The United States and Japan will strengthen the current U.S.-Japan Cyber Dialogue to redouble our efforts on cooperation and information sharing related to cyber threats, as well as collaboration to hold states accountable when they engage in significant malicious cyber activity that violates the framework for responsible state behavior in cyberspace. The United States and Japan can also strengthen cooperation on capacity building programs with countries in the Indo-Pacific region.

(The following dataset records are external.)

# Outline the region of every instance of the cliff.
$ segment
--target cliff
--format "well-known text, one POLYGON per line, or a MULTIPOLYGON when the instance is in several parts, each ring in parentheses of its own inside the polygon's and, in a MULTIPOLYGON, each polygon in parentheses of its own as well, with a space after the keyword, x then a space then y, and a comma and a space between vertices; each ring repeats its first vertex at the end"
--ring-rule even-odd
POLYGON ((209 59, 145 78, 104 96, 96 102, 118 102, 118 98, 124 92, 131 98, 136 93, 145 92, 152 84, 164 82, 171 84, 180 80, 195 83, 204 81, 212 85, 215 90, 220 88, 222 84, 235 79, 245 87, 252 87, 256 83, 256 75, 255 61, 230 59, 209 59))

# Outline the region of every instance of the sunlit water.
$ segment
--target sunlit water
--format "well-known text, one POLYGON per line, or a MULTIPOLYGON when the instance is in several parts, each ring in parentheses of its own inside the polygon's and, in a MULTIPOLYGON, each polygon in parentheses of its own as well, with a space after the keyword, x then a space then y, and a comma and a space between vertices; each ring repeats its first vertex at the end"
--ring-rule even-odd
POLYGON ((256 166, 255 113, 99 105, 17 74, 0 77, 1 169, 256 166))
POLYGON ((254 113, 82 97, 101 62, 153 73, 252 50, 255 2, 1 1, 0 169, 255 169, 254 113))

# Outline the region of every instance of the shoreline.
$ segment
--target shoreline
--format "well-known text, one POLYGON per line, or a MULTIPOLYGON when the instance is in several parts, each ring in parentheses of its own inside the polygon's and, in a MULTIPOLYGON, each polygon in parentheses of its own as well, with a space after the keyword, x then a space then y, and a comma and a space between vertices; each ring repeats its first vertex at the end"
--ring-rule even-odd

Both countries also will work together to advance responsible state behavior in cyberspace in conjunction with like-minded members of the international community.
The United States and Japan will engage bilaterally through interagency dialogue on shared priorities to enhance supply chain resilience in sectors of mutual interest to the United States and Japan in view of the “Executive Order on America’s Supply Chains” signed on February 24. Leveraging the bilateral dialogue, the United States and Japan will also explore ways to engage with industry and to expand future regional cooperation.
The United States and Japan pledge to leverage our close collaboration and joint response to COVID-19 to further assist partners globally to help fight the pandemic and work towards a sustainable, resilient, and green recovery. Both countries recognized their strong support to the multilateral efforts of the WHO, Gavi, and COVAX, and will especially seek greater opportunities for joint health security cooperation to bolster capacity in the region with partners like ASEAN. Under the auspices of the QUAD meeting, the United States and Japan have reaffirmed their commitment to expanding global vaccine manufacturing and supporting vaccination for people in need in the Indo-Pacific.